Bilder aus 20, 25 Jahren Distanz zu betrachten fällt teilweise schwer, vor allem Bilder von mir (vorsicht, zweideutig ). Ich bin immer wieder erstaunt darüber, welch üble Fotos ich mehrheitlich gemacht habe, wie lausig eigentlich meine Ausrüstung damals war. Darunter sicherlich einige Perlen - ich merke jedoch gut, dass die Erfahrung der vergangenen sechs Jahre Flatrate Fotografie mich enorm weitergebracht hat, wie qualitativ hochstehend heutige Kameras und Linsen verglichen mit früher war alles besser eigentlich sind.
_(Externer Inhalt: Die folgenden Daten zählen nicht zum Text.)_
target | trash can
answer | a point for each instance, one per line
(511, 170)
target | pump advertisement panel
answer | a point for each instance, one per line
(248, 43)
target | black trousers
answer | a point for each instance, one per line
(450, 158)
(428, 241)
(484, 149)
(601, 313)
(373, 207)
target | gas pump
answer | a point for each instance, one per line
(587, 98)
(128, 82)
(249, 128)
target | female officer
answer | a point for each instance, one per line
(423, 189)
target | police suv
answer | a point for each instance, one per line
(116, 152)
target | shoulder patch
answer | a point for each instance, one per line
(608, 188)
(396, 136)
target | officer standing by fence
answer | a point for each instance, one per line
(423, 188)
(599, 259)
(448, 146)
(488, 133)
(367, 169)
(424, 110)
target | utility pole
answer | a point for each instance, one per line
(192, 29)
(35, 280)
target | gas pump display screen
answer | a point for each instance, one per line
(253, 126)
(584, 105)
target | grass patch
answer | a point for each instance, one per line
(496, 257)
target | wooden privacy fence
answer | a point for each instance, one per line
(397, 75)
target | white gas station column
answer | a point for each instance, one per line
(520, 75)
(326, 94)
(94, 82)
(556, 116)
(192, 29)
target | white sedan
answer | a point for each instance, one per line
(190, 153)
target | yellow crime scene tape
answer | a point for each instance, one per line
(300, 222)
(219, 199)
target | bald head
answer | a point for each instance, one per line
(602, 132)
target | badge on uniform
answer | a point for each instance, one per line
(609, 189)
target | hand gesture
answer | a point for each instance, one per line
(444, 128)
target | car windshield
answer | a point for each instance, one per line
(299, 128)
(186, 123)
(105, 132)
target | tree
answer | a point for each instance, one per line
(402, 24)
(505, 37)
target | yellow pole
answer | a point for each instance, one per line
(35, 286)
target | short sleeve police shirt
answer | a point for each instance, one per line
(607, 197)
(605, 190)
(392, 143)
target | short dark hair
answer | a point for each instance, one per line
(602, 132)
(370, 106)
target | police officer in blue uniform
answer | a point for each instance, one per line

Dann und wann sehe ich ein Foto mit mir drauf, betrachte den Kerl auf den Bildern - ja, er gleicht mir, ich erkenne mich wieder. Gleichzeitig erschreckt mich die Naivität, die ich damals mit mir trug, den Glauben an die Werte, Verhaltensweisen und Rituale meiner Sozialisierung. Die Unkenntnis über die Menschen um mich herum, ihre Motivationen, ihre Gefühle. Ich sehe, wie wenig ich selbst über das Leben wusste und gleichzeitig der Ueberzeugung war, dass mir die Welt gehört. Grusel Da will ich nicht mehr hin, älter sein hat definitiv etwas für sich, dass ich nicht missen möchte. Da nehme ich die grauen Haare und schmerzenden Gelenke noch so gerne hin.